L’e-administration avance lentement (suite) - Visioconférence autorisée pour les audiences civiles : la loi est définitivement adoptée

Vendredi 14 décembre 2007

Le Parlement vient d’adopter définitivement la proposition de loi Warsmann de simplification du droit. La visioconférence est donc autorisée pour les audiences civiles (art. 25 de la future loi, créant l’art. L 111-12 du Code de l’organisation judiciaire dit COJ) :

Un certain nombre de limites sont posées :

  • il faut :
    • une décision du président de la formation de jugement, d’office ou à la demande d’une partie
    • et le consentement de *l’ensemble* des parties
  • le système de télécommunication audiovisuelle utilisé doit garantir la confidentialité de la transmission.

Sur le plan juridique, la voie est libre. Mais sur le plan pratique, vu le taux d’équipement en électronique des juridictions, on n’est pas rendu et peu de choses sont prévues au budget 2008 (acquisition de scanners et serveurs pour les juridictions).

Le rapport de la mission d’information sur l’exécution des peines (Jean-Luc Warsmann, président UMP de la commission des Lois, a dirigé la mission d’information) [1] est implacable : en voici la synthèse réalisée par Valérie de Senneville dans les Echos du 14 décembre 2007 [2] :

« Depuis 2001, la chancellerie travaille à la mise en place d’un nouveau système de gestion des données — Cassiopée. Sa mise en place doit s’achever en novembre 2009. Parallèlement, la garde des Sceaux a promis qu’au 1er janvier 2008 l’ensemble des tribunaux seraient équipés d’instruments informatiques performants. Las, le système à peine finalisé est déjà dépassé et "il ne répond pas aux besoins informatiques de la justice", constate Jean-Luc Warsmann. Le système tel qu’il existe aujourd’hui "ne couvre pas l’ensemble des acteurs de la chaîne pénale", de la police à l’exécution des peines, les systèmes ne sont pas compatibles entre eux, voire de tribunal à tribunal, et les mêmes données sont saisies trois ou quatre fois. »

A moins, donc, qu’un plan Marshall d’informatisation des juridictions — doté d’un très gros budget supplémentaire — ne soit lancé en 2008, on n’est pas rendu, comme on dit.

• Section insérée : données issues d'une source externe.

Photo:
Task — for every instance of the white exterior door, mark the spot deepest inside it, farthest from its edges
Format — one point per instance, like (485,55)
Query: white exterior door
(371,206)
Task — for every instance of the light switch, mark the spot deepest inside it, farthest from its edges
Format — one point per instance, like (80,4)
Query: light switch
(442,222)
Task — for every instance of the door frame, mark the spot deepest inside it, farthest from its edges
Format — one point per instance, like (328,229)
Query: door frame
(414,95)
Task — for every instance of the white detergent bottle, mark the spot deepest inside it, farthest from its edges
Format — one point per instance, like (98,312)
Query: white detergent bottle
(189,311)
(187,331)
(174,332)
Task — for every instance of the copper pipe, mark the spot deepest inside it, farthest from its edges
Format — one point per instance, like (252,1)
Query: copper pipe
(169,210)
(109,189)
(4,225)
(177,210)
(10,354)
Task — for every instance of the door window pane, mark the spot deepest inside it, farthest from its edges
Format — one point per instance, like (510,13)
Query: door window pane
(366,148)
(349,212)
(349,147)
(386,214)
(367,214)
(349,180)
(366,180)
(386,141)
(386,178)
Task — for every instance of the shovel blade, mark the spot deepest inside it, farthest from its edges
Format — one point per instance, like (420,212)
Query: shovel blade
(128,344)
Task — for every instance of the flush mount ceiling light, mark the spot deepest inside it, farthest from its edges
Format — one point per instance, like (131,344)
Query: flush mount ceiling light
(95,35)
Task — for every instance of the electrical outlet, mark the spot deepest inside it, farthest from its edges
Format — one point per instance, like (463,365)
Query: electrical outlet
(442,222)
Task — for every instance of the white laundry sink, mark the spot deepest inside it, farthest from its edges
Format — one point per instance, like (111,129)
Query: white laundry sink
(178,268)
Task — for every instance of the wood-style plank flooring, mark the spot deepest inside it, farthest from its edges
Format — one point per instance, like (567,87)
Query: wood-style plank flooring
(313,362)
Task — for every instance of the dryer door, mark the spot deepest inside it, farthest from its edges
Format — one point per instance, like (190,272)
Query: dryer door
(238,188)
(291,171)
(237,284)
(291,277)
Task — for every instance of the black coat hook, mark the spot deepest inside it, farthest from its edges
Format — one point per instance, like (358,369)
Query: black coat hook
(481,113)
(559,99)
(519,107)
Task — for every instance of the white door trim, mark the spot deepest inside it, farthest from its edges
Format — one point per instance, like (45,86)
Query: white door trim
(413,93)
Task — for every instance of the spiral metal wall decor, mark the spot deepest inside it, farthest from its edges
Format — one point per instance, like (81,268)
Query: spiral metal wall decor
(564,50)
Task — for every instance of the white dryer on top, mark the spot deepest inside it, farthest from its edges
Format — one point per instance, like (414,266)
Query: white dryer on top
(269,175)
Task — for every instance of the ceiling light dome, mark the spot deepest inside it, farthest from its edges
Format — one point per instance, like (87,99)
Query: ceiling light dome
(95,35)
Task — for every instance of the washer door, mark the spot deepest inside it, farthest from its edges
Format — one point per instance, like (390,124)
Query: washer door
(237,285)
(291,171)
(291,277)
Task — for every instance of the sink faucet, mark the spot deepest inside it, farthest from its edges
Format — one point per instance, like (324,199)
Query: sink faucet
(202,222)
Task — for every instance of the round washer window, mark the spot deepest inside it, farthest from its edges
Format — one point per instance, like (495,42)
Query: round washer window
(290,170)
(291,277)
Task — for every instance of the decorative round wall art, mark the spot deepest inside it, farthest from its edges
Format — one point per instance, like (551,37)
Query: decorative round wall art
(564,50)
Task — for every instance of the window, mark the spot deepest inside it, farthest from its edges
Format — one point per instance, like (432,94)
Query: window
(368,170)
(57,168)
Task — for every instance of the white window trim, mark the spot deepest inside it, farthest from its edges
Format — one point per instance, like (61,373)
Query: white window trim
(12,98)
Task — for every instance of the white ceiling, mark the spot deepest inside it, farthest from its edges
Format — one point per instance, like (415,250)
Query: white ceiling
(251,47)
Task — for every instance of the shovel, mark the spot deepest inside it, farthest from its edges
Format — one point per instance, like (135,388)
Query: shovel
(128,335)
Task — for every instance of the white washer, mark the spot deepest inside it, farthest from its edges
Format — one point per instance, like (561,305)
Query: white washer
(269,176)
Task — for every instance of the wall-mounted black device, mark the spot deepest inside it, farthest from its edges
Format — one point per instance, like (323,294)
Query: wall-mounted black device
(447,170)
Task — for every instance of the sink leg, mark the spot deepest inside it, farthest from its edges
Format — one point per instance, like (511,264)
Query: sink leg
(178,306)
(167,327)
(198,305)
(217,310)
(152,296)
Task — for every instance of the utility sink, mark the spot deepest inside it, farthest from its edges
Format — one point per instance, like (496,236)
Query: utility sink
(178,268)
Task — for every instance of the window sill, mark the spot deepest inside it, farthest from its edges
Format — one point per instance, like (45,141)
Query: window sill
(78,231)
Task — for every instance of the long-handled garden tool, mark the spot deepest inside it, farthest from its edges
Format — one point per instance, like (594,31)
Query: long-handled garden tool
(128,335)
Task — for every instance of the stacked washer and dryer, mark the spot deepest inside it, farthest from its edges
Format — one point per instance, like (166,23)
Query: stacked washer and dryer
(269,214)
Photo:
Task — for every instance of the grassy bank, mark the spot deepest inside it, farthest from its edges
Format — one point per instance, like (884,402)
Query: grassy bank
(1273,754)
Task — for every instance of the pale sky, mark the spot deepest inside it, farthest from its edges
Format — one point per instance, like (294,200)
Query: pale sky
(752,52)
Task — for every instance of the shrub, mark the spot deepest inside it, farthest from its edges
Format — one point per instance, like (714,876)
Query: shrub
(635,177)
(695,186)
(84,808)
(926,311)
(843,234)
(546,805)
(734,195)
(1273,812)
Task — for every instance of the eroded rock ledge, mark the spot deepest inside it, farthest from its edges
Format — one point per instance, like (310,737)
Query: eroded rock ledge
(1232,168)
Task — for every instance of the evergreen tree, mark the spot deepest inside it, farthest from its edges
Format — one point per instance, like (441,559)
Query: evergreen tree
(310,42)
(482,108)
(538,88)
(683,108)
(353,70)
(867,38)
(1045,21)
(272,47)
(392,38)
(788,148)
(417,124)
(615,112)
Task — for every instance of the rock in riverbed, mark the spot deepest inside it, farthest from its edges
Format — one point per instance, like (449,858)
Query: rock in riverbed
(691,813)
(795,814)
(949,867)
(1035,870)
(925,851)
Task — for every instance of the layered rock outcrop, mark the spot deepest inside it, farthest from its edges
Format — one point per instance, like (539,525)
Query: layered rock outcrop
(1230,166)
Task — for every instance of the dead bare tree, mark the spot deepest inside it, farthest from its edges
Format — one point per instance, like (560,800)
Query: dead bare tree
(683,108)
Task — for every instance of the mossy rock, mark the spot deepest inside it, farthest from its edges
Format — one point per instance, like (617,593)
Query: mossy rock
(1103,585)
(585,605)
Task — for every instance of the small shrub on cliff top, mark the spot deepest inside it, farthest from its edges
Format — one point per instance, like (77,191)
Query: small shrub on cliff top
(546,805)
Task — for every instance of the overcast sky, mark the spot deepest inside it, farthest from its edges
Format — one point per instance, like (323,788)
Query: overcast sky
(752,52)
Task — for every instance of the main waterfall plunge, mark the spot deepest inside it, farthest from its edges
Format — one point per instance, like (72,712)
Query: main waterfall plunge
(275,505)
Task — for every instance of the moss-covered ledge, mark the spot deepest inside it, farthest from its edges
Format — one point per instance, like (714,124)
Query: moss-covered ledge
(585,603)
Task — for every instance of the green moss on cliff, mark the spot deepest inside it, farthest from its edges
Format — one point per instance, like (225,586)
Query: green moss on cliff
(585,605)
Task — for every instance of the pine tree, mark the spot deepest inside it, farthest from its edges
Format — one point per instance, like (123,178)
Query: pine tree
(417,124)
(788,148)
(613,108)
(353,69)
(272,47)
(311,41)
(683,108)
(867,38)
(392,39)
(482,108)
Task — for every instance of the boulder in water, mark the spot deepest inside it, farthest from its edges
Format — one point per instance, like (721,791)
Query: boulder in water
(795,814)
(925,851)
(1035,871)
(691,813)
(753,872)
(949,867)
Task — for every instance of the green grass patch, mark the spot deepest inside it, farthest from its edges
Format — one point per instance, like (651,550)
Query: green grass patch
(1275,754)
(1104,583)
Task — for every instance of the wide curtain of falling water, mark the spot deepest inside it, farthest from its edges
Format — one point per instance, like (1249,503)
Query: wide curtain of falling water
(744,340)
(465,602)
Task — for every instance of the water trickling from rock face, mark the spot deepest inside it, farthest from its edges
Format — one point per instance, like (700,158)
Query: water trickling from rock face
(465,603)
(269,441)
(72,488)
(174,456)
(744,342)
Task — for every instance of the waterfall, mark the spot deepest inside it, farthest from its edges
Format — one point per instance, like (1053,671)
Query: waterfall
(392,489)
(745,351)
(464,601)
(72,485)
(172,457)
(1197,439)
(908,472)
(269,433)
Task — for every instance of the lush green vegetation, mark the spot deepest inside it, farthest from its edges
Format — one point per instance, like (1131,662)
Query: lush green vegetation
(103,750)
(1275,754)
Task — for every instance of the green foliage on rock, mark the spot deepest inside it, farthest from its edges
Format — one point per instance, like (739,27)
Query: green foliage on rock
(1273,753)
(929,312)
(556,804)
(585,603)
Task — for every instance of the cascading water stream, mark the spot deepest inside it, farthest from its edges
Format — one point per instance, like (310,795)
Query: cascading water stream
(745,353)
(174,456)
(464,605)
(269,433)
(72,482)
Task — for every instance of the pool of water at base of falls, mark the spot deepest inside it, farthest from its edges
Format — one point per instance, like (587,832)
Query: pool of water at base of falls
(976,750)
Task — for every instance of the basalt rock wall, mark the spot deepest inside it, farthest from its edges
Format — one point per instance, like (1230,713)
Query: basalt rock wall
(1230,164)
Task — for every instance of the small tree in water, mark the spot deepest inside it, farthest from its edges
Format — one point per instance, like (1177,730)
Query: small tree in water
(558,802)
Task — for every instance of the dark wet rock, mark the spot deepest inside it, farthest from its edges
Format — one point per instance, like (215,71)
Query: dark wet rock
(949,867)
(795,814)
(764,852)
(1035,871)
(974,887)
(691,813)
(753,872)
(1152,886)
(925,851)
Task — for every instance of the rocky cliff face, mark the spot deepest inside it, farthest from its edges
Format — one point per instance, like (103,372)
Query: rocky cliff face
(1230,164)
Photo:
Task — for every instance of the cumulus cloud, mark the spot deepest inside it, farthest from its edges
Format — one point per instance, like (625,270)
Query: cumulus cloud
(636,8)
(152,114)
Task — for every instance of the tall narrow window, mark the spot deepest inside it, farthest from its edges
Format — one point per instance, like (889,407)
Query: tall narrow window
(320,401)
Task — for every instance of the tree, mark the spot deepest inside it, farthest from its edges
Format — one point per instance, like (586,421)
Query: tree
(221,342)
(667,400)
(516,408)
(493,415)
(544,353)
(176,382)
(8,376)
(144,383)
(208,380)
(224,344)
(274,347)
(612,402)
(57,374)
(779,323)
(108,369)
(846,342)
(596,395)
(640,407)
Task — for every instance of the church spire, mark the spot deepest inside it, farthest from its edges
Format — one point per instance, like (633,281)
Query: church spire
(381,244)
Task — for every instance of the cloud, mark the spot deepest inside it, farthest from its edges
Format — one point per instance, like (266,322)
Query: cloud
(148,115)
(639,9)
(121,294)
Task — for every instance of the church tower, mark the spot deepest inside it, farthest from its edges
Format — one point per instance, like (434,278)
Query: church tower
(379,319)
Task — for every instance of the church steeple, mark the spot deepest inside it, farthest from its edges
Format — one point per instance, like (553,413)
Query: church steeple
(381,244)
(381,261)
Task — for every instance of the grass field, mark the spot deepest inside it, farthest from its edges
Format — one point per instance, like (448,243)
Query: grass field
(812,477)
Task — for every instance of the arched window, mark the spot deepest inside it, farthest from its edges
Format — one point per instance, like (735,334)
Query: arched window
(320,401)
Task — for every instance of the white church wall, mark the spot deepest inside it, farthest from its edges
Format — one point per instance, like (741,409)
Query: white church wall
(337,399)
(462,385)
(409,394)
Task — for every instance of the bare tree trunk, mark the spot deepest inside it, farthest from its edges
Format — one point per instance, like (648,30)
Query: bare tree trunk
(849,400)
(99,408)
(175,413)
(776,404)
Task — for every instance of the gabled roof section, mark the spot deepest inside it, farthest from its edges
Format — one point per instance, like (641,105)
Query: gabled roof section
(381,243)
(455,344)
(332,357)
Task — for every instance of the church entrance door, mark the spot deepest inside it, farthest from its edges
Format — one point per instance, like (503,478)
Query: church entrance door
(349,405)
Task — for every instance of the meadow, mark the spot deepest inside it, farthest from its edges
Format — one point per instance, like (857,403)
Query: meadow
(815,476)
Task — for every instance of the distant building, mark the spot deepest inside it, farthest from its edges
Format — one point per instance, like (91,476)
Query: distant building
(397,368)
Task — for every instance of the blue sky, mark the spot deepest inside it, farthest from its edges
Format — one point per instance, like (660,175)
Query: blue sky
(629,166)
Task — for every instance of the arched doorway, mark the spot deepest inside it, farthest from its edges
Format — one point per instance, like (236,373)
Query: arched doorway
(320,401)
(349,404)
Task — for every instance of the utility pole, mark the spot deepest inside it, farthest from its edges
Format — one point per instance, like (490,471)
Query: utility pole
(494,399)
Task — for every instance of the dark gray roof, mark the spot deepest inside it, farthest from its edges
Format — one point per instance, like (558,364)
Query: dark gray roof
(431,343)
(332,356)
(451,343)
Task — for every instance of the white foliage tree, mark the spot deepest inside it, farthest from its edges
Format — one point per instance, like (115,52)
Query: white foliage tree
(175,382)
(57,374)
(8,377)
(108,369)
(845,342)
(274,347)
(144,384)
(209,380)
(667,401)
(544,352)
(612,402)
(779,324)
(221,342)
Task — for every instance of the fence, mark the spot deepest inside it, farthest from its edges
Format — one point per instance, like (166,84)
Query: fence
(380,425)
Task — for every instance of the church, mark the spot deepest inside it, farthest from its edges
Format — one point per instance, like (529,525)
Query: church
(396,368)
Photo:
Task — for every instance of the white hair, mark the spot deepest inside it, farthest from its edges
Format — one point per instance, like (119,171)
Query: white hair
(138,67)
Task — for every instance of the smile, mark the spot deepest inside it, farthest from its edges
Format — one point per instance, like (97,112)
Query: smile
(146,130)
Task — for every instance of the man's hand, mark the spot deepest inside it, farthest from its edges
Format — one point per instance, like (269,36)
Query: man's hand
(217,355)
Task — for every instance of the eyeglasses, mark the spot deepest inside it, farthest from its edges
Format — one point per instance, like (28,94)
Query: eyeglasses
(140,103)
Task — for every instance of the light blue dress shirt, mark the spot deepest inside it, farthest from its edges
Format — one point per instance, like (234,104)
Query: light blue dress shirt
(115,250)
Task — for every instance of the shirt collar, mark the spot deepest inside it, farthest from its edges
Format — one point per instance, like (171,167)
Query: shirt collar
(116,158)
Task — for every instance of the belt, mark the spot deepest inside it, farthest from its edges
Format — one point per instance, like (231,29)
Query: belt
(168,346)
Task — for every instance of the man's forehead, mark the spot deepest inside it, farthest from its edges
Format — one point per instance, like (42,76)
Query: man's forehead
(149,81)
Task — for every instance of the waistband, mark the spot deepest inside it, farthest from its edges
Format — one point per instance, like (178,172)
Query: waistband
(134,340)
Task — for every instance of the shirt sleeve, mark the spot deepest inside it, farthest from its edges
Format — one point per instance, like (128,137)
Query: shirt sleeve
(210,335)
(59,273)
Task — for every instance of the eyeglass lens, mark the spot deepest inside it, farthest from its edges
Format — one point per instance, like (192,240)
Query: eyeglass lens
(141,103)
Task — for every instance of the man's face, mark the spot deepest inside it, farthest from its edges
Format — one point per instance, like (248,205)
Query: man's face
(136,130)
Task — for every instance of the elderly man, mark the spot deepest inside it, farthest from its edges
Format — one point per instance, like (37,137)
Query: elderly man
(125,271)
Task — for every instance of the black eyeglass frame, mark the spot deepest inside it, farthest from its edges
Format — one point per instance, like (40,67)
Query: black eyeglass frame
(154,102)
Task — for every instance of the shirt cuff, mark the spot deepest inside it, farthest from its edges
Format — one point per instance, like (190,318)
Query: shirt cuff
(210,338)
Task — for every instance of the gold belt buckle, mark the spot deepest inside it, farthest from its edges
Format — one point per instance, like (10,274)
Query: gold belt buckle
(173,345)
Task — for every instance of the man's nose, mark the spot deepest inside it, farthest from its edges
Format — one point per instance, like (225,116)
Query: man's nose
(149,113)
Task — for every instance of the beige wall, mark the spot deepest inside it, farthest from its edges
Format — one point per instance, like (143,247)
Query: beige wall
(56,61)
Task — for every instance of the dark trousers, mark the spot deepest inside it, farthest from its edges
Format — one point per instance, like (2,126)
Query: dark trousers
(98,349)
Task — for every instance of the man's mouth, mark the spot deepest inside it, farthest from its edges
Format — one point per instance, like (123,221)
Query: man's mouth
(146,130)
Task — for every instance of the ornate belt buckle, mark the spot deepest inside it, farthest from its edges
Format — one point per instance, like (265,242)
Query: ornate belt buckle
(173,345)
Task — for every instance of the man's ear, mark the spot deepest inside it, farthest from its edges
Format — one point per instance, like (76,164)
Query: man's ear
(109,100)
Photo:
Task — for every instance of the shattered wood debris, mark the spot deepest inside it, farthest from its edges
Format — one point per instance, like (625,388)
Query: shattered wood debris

Extrait de la petite loi :

Chapitre IV

Dispositions relatives au fonctionnement de la justice

Article 25

I. – Après l’article L. 111-11 du code de l’organisation judiciaire, il est inséré un article L. 111-12 ainsi rédigé :
« Art. L. 111-12. – Les audiences devant les juridictions judiciaires, sans préjudice des dispositions particulières du code de procédure pénale et du code de l’entrée et du séjour des étrangers et du droit d’asile, peuvent, par décision du président de la formation de jugement, d’office ou à la demande d’une partie, et avec le consentement de l’ensemble des parties, se dérouler dans plusieurs salles d’audience reliées directement par un moyen de télécommunication audiovisuelle garantissant la confidentialité de la transmission.
« L’une ou plusieurs de ces salles d’audience peuvent se trouver en dehors du ressort de la juridiction saisie.
« Pour la tenue des débats en audience publique, chacune des salles d’audience est ouverte au public. Pour la tenue des débats en chambre du conseil, il est procédé hors la présence du public dans chacune des salles d’audience.
« Les prises de vue et les prises de son ne peuvent faire l’objet d’aucun enregistrement ni d’aucune fixation, hors le cas prévu par les articles L. 221-1 et suivants du code du patrimoine.
« Les modalités d’application du présent article sont fixées par décret en Conseil d’État. »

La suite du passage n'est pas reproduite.